Women Aid Workers Fatally Shot in Suspected Ambush in Pakistan

Taliban Abandons Jalalabad
397344 10: Afghan mujahideen walk around the former bombed-out headquarters of the Taliban November 16, 2001 in the recently acquired city of Jalalabad, Afghanistan, which fell from Taliban control. The building was bombed in late September by U.S-led air strikes. Photo by Spencer Platt/Getty Images

A former base of the Taliban is now a site of another brutal incident after four women aid workers were gunned down in a volatile area of Pakistan based on the local police and their employer.

Women Aid Workers Fatally Shot

According to NBC News, the chief executive of the college, Fayaz Khan, shared that the team was hired by Bravo College of Technology in Peshawar in order to help local women in gaining vocational skills such as sewing in North Waziristan. Khan also added in a phone interview that their role was tremendous for the local community and it is not the way to give back to someone or to people who worked hard for the poor.

The police chief, Shafiullah Gandapur shared that the women were shot in an apparently targeted attack as they passed through a deserted village close to the town of Mirali in the North Waziristan tribal district. Moreover, the North Waziristan runs along the border of Pakistan with Afghanistan and also served as a base for the Pakistani Taliban and other militants, which includes Al Qaeda, until 2014, when the army stated that it cleared the region on insurgents, CBS News reported.

However, no group immediately claimed responsibility for the attack. The incident which involves the death of the aid workers came in the middle of an uptick in attacks claimed by the Pakistani Taliban in the deeply conservative area in recent months and amid concern that the insurgents may be on a regroup.

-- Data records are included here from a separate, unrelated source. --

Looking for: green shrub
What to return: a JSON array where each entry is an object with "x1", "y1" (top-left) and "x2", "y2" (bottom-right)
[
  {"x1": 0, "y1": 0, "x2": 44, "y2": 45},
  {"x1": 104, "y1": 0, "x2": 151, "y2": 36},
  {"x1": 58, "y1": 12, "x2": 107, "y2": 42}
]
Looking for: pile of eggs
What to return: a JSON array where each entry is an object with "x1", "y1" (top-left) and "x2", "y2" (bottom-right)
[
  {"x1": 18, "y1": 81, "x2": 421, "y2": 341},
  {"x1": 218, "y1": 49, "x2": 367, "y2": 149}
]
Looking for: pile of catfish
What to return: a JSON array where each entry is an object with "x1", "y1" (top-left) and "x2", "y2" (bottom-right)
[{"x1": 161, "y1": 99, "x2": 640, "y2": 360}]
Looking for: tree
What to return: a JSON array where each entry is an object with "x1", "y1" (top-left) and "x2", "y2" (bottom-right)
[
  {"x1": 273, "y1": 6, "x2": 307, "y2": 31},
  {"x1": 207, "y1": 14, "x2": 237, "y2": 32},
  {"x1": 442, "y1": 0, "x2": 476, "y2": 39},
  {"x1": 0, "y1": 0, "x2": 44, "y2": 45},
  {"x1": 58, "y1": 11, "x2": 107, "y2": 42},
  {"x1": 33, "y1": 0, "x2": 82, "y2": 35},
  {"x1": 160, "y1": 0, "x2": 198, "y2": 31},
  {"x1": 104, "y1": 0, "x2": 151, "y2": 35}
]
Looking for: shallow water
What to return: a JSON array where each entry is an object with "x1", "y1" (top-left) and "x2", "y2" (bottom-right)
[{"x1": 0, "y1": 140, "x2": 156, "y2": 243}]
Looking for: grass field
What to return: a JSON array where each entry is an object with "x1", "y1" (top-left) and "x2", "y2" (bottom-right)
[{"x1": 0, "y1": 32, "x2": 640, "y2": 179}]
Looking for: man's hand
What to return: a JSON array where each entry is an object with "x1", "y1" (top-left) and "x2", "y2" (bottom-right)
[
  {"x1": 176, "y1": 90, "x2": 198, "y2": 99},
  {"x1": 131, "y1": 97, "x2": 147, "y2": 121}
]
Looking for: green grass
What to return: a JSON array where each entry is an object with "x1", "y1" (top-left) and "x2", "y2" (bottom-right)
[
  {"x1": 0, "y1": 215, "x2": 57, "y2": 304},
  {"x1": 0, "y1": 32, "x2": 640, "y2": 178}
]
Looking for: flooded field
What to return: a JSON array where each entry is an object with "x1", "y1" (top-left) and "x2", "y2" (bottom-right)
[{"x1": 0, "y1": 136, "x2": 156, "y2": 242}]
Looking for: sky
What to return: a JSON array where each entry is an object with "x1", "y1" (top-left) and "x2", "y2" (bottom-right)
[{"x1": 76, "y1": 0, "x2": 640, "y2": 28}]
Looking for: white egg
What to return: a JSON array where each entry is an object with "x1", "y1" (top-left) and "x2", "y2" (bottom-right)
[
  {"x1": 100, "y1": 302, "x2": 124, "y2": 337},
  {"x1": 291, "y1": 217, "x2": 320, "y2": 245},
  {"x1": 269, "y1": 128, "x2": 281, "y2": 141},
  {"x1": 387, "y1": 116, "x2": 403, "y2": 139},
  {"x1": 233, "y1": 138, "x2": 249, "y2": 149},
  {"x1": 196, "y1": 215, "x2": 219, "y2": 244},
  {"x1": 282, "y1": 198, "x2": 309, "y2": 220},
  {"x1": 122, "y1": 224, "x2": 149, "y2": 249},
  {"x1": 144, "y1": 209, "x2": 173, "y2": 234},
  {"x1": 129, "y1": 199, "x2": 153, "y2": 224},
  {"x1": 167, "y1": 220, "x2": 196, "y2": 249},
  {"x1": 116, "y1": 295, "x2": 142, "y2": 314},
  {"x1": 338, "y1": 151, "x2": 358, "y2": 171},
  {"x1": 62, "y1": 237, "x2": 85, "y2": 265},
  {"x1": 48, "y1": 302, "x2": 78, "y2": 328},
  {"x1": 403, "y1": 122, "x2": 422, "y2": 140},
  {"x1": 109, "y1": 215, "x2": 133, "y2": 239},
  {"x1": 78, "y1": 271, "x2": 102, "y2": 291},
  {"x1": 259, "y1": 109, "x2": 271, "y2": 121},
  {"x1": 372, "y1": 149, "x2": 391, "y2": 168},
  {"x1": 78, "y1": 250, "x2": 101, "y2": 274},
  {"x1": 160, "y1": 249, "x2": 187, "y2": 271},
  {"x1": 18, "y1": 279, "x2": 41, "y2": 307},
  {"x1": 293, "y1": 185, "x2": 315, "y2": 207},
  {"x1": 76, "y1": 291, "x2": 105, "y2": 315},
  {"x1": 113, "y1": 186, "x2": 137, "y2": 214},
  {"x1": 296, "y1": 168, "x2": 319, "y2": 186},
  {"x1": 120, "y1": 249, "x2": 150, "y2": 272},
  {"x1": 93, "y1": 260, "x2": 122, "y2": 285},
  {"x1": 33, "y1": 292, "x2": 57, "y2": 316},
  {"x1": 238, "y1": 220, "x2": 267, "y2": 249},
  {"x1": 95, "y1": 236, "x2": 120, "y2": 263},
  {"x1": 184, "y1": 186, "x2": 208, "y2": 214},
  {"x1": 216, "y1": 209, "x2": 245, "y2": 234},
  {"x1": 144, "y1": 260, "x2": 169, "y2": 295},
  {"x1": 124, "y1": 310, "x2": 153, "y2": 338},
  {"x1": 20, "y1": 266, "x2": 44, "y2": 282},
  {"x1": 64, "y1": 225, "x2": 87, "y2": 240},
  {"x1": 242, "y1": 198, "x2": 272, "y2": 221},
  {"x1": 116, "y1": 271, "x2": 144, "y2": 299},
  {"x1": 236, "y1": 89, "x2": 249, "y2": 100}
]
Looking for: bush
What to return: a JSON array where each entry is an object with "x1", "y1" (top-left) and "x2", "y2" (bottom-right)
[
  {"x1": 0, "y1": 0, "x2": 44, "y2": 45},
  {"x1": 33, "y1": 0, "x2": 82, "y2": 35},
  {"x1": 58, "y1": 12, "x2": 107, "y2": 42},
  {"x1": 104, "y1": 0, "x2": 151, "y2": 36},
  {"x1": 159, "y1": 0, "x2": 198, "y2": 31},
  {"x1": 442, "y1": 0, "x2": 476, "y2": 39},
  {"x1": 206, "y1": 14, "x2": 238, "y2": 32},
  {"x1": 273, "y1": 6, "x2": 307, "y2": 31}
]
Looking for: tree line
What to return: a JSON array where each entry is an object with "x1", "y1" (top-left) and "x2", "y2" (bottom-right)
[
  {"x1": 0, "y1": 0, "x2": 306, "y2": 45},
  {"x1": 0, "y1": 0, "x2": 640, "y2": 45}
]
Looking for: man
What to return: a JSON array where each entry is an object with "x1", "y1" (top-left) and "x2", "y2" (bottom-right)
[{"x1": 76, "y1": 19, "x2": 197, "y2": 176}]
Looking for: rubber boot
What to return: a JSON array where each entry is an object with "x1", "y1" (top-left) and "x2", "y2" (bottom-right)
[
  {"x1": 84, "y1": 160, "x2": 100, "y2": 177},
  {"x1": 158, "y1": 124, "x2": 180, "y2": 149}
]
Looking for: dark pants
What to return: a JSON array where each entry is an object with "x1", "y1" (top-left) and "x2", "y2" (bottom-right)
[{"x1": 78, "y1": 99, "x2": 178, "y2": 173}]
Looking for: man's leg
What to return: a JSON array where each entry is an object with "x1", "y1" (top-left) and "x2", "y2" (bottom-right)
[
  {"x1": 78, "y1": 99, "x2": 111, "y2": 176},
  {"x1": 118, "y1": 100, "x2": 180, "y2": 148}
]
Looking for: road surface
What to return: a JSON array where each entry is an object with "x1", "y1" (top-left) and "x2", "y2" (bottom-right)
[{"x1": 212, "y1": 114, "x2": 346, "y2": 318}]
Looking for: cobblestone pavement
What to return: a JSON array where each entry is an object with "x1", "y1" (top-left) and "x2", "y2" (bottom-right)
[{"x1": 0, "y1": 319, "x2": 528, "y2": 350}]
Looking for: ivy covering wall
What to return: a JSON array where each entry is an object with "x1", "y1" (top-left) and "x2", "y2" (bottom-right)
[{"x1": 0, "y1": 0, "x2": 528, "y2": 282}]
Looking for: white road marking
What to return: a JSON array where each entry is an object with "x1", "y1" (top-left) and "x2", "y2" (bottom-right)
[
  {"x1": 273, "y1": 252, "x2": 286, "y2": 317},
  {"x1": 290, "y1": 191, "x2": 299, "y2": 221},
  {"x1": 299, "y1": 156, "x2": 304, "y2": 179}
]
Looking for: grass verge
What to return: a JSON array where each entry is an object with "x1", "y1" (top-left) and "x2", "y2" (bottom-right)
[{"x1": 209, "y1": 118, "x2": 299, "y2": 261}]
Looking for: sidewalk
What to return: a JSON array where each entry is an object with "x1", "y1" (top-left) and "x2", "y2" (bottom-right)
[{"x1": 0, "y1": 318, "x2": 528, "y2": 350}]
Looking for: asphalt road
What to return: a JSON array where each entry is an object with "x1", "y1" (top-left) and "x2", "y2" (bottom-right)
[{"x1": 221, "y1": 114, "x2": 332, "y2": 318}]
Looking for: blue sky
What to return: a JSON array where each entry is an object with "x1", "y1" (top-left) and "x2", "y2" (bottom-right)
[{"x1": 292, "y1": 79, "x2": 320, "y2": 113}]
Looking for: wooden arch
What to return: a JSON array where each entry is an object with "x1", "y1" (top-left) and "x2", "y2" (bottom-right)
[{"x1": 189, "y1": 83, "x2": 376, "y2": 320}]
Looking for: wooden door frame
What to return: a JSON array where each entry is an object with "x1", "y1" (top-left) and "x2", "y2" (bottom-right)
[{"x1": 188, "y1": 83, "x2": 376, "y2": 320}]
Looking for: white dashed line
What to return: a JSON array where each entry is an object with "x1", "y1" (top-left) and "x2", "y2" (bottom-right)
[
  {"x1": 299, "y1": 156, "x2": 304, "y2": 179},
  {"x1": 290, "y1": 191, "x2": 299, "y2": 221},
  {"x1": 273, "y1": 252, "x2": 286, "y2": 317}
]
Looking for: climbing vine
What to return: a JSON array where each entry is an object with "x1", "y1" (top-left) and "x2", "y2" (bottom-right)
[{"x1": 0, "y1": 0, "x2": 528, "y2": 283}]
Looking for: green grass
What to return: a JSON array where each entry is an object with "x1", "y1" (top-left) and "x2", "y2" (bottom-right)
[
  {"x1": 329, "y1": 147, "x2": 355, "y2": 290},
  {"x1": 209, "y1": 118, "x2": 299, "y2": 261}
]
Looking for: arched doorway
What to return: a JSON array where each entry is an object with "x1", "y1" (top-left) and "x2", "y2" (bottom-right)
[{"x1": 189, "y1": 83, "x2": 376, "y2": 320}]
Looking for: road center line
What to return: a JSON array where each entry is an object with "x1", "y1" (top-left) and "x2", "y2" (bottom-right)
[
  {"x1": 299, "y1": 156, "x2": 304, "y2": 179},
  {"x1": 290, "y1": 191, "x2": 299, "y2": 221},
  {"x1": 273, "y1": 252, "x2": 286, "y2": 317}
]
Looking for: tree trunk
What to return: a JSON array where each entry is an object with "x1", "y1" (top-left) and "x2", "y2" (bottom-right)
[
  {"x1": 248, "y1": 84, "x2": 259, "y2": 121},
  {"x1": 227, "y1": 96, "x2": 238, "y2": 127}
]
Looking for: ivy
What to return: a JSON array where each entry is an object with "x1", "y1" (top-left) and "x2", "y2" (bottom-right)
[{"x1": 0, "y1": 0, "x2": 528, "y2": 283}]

Gandapur also stated in a phone interview that the North Waziristan tribal district has suffered badly from militancy for a long time. He also added that the security situation has improved but still we face a lot of problems.

Despite having a similar ideology, the Pakistani Taliban, also known as Tehreek-e-Taliban Pakistan is separate from the Afghan Taliban. The group which was formed in 2007 targets to topple the government of Pakistan and to establish a government that is in line with their strict interpretation of Islam.

Despite its operations in numerous areas across the country, the Taliban as of the moment does not control any particular area. In the past, in areas under their control, the Pakistani group banned education for girls, and women were not allowed to work. Even nonprofit organizations were also banned from their operations in the area.

In addition, advocates of girls' education have also been targeted in the past. In 2012 members of the Pakistani Taliban claimed responsibility for shooting and badly wounding Nobel Laureate Malala Yousafzai. Yousafzai had enraged the Taliban by its promotions on education among girls.

Even to this day, just like the four women, women aid workers who are working for charities are at risk in conservative tribal areas in Pakistan where many men and militants reject their efforts in empowering women in local society and paint them as stooges of the West.

The police chief, Gandapur also stated that female social workers came there from towns and the nonprofit had not informed them before sending these females to the volatile area. He also added that they had to inform them in their visits as they will be providing the security and to avoid any unwanted incident, The Week reported.